Well it doesn't hurt to try it, we'll have to create the namespace anyway, and this a very minimal set of resources.
@dystewart wdyt?
This is what I was able to put together for deploying an HA cluster: https://github.com/larsks/opf-vault
Deploying like this means there's a bunch of post-install configuration (setting up auth providers, etc). I don't know if that's the same for the operator install as well; I'll have to take a look because I'm curious how it compares.

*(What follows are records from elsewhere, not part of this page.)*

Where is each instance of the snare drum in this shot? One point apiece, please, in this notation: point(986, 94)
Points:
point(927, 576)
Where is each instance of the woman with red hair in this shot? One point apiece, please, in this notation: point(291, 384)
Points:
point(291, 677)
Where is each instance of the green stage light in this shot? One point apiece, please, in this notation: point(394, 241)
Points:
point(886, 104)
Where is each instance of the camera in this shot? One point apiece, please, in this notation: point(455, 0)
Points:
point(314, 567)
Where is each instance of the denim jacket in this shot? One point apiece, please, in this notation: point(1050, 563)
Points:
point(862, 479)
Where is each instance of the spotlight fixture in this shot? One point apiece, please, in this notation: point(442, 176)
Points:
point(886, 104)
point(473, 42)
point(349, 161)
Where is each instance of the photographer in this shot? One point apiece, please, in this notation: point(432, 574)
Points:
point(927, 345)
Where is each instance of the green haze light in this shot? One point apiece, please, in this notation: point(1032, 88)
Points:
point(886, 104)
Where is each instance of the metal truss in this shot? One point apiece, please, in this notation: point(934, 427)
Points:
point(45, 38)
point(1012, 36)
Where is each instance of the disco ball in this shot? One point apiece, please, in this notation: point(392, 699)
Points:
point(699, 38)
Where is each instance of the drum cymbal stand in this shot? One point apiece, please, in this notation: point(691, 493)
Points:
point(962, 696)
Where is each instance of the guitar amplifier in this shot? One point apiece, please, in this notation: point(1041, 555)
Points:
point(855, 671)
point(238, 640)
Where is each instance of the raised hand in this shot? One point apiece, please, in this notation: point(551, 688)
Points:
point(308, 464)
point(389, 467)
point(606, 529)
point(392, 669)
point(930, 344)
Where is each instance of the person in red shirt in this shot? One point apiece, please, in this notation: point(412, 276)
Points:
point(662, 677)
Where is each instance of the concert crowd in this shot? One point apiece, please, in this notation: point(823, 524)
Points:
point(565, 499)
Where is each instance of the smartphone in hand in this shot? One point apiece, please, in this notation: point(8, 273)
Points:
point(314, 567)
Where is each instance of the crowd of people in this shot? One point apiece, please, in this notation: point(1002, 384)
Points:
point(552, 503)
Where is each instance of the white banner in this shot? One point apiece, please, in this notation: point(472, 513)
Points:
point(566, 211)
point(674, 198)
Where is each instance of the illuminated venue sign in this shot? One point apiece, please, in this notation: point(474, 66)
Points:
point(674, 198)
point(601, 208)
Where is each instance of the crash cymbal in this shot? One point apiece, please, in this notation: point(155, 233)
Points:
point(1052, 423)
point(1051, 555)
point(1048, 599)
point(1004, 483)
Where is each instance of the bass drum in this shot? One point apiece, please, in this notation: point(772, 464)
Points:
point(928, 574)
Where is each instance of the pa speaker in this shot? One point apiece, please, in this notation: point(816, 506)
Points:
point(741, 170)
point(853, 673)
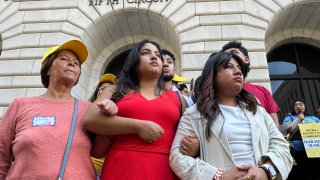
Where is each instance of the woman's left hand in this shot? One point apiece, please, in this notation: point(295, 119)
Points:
point(190, 145)
point(108, 107)
point(255, 173)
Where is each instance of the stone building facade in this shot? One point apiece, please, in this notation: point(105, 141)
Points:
point(192, 29)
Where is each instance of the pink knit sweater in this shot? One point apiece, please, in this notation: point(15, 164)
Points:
point(37, 147)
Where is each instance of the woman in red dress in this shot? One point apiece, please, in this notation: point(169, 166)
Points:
point(146, 119)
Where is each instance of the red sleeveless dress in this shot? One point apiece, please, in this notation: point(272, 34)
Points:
point(132, 158)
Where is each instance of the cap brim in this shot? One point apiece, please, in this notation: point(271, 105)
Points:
point(77, 47)
point(108, 78)
point(178, 78)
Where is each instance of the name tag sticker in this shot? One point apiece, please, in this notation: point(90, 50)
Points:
point(44, 121)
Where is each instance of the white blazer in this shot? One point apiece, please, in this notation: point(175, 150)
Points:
point(267, 142)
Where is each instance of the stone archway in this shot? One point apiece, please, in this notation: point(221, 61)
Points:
point(295, 23)
point(134, 26)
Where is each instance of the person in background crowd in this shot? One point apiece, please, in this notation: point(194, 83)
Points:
point(184, 90)
point(140, 149)
point(101, 143)
point(238, 138)
point(307, 168)
point(318, 113)
point(34, 130)
point(191, 142)
point(264, 97)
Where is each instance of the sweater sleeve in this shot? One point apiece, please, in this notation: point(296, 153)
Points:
point(187, 167)
point(7, 135)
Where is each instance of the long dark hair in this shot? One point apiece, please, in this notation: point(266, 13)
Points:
point(205, 89)
point(128, 80)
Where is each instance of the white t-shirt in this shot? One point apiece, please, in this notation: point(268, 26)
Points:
point(238, 131)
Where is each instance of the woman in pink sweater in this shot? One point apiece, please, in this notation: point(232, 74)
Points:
point(34, 130)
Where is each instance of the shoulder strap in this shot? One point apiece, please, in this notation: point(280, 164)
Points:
point(67, 150)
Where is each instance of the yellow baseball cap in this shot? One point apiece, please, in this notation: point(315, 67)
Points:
point(178, 78)
point(107, 78)
point(74, 45)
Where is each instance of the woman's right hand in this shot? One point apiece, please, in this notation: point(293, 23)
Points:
point(149, 131)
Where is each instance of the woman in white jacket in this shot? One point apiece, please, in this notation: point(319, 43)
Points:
point(238, 139)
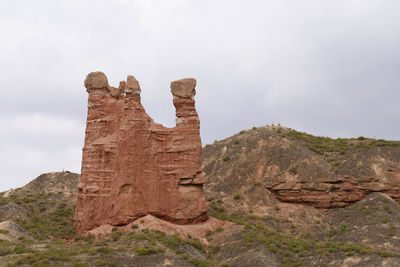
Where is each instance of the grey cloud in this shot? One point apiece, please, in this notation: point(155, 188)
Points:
point(325, 67)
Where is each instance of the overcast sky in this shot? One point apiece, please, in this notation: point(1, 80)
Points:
point(329, 68)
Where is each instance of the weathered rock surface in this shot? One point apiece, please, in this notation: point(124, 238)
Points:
point(269, 163)
point(132, 166)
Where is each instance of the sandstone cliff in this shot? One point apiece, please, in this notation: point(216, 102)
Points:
point(133, 166)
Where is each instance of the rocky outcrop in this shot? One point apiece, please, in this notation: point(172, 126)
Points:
point(335, 192)
point(266, 164)
point(132, 166)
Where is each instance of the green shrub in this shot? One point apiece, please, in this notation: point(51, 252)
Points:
point(4, 231)
point(146, 250)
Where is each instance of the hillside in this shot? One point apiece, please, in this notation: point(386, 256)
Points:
point(294, 200)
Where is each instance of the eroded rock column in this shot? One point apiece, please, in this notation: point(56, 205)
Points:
point(132, 166)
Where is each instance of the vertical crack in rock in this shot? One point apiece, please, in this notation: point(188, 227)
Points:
point(132, 166)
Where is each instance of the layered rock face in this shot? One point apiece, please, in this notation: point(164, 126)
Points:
point(132, 166)
point(270, 163)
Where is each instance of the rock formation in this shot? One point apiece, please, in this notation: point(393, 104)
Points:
point(132, 166)
point(276, 163)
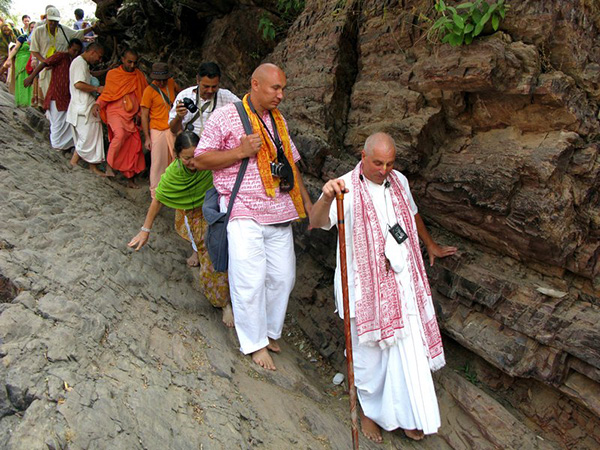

If this helps us get going sooner so we can start migrating from sops, I think we should go ahead and add the generated manifests to smaug and deploy it. Assuming, in the future switching to an operator does not require to once again alter our secrets (for instance the addition of new crds/etc.). WDYT @dystewart @larsks ?
Making good progress on this front using what @larsks put together https://github.com/larsks/opf-vault as inspiration/baseline. Currently putting together a working prototype in quicklab with external-secrets.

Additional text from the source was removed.